From my perspective the overlap is in three areas:
GDPR requires privacy by design - ISO27001 would require PDCA / PDSA of your processes in relation to processing and managing information (the confidentiality and integrity parts in particular).
GDPR requires that you protect the information from release or destruction, either accidentally or intentionally - this is the same as for ISO27001.
ISO27001 requires that you identify and meet all legal and regulatory requirements - as GDPR is central to data processing, it is required that as an ISO27001 certified firm that you have determined what your obligations will be under the legislation and put in place appropriate controls to mitigate the risks identified.

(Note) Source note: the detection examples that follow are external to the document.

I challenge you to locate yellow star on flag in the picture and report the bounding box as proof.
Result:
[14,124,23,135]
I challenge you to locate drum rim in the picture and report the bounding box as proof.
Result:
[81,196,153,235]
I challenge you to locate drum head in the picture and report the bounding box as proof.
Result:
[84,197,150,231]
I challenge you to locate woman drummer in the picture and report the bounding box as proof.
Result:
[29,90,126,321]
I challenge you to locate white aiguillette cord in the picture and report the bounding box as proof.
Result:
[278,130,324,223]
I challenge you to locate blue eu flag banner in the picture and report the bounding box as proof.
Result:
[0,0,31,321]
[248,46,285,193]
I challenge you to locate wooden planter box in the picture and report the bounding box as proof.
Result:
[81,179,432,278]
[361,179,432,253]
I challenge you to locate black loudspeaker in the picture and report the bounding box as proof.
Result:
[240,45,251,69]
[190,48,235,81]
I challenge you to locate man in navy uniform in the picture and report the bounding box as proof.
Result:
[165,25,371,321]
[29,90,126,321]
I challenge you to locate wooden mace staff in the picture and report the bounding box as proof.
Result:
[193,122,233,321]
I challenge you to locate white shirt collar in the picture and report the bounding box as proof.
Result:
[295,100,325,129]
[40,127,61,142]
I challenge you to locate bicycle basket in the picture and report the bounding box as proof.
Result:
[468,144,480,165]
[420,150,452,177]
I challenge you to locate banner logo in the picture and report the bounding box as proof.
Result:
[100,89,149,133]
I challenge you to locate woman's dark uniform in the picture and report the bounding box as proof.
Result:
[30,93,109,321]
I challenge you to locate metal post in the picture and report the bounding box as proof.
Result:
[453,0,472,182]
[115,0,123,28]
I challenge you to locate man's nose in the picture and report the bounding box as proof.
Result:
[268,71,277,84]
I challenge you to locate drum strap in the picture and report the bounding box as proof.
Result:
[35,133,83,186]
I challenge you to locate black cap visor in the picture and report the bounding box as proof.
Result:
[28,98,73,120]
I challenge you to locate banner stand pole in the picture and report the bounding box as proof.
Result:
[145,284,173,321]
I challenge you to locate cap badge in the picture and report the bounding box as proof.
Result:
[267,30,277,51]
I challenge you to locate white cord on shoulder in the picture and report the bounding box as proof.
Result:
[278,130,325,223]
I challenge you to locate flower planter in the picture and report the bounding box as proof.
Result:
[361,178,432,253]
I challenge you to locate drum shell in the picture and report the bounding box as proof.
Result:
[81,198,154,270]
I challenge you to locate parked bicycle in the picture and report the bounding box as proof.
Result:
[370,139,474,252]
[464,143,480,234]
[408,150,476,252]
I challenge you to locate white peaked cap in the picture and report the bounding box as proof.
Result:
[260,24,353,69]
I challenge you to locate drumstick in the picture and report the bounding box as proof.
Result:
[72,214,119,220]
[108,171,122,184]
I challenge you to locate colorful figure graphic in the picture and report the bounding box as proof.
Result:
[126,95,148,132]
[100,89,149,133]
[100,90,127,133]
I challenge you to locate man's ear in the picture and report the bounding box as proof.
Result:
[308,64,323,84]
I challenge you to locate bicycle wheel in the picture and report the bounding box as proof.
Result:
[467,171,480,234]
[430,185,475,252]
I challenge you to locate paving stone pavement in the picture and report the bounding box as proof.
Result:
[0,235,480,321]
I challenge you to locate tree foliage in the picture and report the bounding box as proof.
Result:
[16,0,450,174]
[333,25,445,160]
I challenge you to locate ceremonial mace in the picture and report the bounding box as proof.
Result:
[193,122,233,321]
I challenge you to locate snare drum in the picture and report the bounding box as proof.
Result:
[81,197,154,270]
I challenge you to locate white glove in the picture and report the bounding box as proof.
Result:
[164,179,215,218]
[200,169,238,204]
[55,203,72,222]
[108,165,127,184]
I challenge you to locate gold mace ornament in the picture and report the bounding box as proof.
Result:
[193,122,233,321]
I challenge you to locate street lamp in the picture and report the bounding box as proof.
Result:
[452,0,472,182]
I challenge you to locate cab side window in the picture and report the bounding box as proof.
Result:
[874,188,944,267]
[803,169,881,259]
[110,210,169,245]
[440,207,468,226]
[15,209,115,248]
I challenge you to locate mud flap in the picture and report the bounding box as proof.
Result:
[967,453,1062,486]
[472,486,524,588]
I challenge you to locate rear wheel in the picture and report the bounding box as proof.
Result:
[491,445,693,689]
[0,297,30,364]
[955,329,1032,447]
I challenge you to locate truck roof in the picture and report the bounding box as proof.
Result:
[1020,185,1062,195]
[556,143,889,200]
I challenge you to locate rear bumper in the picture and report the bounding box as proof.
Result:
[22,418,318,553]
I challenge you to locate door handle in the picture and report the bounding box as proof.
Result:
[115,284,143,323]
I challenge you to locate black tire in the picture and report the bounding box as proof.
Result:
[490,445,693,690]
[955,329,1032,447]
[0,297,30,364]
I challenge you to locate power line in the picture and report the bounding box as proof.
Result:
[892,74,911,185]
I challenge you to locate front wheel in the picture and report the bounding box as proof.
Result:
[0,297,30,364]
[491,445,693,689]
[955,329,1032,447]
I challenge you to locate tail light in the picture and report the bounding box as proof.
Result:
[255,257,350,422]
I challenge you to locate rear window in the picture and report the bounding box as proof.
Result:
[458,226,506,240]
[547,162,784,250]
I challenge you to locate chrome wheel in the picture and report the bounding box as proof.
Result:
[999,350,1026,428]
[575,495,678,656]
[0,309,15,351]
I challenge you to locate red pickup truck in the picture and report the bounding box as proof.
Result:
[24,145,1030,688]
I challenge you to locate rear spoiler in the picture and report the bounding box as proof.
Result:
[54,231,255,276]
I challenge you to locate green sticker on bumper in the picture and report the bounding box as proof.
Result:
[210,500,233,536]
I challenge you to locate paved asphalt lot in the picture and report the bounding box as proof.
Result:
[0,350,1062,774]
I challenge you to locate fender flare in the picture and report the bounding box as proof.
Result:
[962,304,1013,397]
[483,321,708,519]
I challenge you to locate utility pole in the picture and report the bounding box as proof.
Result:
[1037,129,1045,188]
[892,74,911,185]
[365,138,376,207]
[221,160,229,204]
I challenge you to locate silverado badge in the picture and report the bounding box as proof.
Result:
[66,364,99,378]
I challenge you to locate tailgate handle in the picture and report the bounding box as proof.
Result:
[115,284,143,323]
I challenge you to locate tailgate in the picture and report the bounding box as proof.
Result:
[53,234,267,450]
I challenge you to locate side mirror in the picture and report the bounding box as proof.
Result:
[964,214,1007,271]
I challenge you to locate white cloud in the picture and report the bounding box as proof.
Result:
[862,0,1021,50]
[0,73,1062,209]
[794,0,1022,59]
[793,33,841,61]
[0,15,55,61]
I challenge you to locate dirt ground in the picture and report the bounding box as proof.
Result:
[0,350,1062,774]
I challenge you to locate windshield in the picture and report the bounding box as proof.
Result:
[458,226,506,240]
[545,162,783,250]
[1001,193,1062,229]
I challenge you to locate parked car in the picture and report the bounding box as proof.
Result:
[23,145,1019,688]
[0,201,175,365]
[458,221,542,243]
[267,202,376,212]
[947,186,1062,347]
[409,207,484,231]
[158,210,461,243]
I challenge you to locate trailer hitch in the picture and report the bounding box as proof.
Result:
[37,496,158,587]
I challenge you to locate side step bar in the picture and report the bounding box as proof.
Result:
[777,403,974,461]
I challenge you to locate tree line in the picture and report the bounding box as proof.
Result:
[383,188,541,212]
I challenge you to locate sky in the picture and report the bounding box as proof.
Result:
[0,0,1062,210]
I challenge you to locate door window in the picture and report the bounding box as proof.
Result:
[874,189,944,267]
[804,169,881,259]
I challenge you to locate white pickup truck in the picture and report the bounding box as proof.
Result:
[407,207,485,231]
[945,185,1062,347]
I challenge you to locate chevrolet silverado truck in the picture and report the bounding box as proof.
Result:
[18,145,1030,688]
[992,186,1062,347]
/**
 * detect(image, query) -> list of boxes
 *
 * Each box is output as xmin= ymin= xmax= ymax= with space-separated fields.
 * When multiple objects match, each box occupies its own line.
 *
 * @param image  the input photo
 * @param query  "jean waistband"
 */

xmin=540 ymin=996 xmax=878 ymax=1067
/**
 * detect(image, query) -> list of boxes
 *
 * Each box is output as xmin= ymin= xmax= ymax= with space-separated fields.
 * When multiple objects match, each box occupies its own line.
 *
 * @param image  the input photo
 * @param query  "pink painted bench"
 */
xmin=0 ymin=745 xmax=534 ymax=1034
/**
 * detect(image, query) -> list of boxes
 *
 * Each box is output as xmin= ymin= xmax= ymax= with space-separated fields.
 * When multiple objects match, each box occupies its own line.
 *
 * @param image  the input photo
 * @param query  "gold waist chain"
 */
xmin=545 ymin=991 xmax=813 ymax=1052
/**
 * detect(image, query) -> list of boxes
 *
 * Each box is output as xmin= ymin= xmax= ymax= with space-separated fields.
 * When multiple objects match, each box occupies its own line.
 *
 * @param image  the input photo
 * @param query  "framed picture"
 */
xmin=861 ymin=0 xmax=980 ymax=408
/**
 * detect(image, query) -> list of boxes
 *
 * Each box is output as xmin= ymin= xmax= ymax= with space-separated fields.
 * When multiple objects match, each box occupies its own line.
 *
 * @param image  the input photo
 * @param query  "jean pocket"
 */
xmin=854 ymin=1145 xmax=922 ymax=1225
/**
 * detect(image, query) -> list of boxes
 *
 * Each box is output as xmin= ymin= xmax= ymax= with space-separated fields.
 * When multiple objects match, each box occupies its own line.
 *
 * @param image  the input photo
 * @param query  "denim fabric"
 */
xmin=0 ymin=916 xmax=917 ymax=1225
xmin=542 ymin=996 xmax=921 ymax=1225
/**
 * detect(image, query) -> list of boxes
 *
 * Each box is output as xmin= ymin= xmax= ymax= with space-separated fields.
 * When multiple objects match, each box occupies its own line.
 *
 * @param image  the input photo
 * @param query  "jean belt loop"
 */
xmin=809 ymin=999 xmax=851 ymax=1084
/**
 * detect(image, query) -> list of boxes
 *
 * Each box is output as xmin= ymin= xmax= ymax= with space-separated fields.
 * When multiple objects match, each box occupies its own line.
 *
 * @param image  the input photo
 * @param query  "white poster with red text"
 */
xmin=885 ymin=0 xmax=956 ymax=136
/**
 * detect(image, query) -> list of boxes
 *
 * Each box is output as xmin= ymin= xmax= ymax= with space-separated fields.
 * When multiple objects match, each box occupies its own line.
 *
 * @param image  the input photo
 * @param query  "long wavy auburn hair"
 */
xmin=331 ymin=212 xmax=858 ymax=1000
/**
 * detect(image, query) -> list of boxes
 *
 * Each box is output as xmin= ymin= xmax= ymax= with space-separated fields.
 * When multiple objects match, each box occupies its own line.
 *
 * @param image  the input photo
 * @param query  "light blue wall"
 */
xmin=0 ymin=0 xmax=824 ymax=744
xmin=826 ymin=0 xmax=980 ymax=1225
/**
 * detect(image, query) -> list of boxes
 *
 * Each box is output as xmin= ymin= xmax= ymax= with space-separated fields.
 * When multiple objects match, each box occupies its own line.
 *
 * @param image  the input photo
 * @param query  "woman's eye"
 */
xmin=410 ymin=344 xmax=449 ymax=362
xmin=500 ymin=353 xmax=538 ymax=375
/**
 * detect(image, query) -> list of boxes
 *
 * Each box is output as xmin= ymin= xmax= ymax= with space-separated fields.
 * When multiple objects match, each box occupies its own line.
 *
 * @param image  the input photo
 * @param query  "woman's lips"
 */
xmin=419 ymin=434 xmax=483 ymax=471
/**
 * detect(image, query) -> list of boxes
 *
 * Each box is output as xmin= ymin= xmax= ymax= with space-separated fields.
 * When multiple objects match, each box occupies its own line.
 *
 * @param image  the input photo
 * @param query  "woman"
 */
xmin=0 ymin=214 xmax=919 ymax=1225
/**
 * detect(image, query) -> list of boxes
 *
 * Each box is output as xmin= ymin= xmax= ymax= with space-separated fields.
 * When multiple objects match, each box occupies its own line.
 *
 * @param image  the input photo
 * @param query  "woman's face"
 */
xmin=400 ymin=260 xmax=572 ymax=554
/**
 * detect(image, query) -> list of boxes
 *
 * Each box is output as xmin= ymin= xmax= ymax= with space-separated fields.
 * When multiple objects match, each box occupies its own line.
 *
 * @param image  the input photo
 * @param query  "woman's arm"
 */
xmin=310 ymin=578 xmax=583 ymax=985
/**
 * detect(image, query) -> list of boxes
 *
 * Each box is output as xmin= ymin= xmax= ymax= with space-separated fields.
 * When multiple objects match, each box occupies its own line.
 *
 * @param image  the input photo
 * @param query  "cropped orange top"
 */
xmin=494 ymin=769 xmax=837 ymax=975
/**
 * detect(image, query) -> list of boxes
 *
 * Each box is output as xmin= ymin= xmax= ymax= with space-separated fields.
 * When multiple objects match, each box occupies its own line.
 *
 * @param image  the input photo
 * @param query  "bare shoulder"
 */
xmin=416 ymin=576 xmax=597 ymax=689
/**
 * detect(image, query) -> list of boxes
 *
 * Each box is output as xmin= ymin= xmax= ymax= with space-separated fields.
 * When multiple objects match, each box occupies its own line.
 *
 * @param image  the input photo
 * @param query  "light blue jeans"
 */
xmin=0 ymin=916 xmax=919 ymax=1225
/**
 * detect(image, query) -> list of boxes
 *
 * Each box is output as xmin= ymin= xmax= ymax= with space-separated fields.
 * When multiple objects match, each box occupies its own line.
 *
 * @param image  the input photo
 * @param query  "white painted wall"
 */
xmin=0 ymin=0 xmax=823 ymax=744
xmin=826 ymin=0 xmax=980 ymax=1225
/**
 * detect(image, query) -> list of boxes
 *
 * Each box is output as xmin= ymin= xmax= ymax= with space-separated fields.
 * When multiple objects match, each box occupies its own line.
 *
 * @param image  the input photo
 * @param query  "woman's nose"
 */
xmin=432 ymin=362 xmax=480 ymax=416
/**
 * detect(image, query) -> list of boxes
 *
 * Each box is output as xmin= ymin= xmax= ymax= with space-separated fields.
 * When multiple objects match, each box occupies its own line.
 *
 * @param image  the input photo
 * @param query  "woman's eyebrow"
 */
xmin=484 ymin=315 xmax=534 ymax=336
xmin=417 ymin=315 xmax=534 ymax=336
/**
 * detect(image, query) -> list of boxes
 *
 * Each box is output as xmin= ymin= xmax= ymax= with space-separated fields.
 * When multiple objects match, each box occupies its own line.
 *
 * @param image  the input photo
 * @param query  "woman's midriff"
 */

ISO27001 requires that you have a process and policy for controlling records. Most organisations would not necessarily think of their HR records, financial records, health records, marketing information and promotional information, as being part of this process as they will focus on records relating to the delivery of the product or service. GDPR requires that you provide information to any person, including employees, what personal information you hold on them, what you will use it for and how long you will keep that information.
There are some very significant areas where simply having ISO27001 will not help including:
Are you a data controller or data processor (or both)?
Do you have to have a data protection officer?
Will you have to carry out a Privacy Impact Assessment (PIA)
What sort of personal data do you process?
Do you have appropriate registration with Information Commissioners Office (if you are in the UK)?
Have you mapped out all of the processes where personal data is processed?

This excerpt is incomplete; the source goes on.